What is the concept behind the world's first eco-label for sustainable and transparent software?
Increased demands on software often lead to unnecessarily high hardware energy consumption and premature hardware replacement. This is a huge environmental problem, as the annual amount of electronic waste is increasing worldwide. In 2020, each EU citizen generated an average of around 10.5 kilograms of e-waste per capita (https://www.destatis.de/Europa/DE/Thema/Umwelt-Energie/Elektroschrott.html).
Furthermore, ata-intensive formats and ever-increasing volumes of data are placing an unnecessary burden on transmission networks and creating considerable storage requirements in data centers. The software-related obsolescence of hardware is very often a consequence of inefficient software, which is largely responsible for the huge amounts of electronic waste being generated in the first place.
To optimize software and make it more sustainable, the first step is to create transparency about energy and resource consumption. The German Environment Agency has addressed this issue, among other things, by developing and introducing the Blue Angel for software in 2021/2022, where for the first time the energy and resource consumption of software could be made visible in a physical measurement laboratory.
The Blue Angel is an independent, governmental, and multi-criteria eco-label and, in addition to the transparency of energy and resource consumption, also includes criteria such as backward compatibility and user autonomy. In some cases, for example, the guarantee of security updates, but also the documentation of interfaces, and the disclosure of data formats are required. These criteria are intended to extend the hardware service life of the devices. The Blue Angel concept therefore demands the greatest possible transparency of software. To reduce the huge quantities of electronic waste, software must be made more sustainable and efficient in the future.

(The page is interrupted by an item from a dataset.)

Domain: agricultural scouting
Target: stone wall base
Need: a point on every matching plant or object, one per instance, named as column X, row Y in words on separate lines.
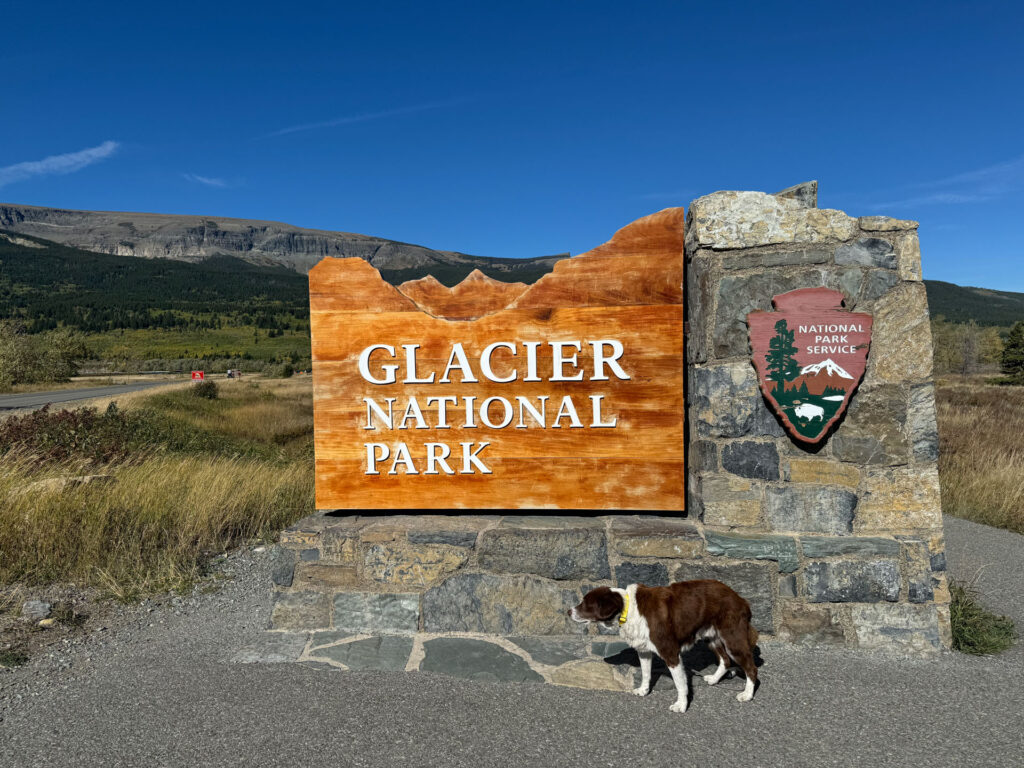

This presentation will introduce the Blue Angel and its criteria for software as well as the current expansion of its scope to include mobile apps and client-server software. It will show how such an eco-label can be used to raise awareness in the software community about the problems of energy and resource consumption of software. Open-source software, which is based on the disclosure and reuse of programming code, can be an important driver for the development of sustainable software. In the long term, the Blue Angel should encourage developers to program sustainable software using green coding methods, for example, and to change the software landscape in the direction of sustainable software.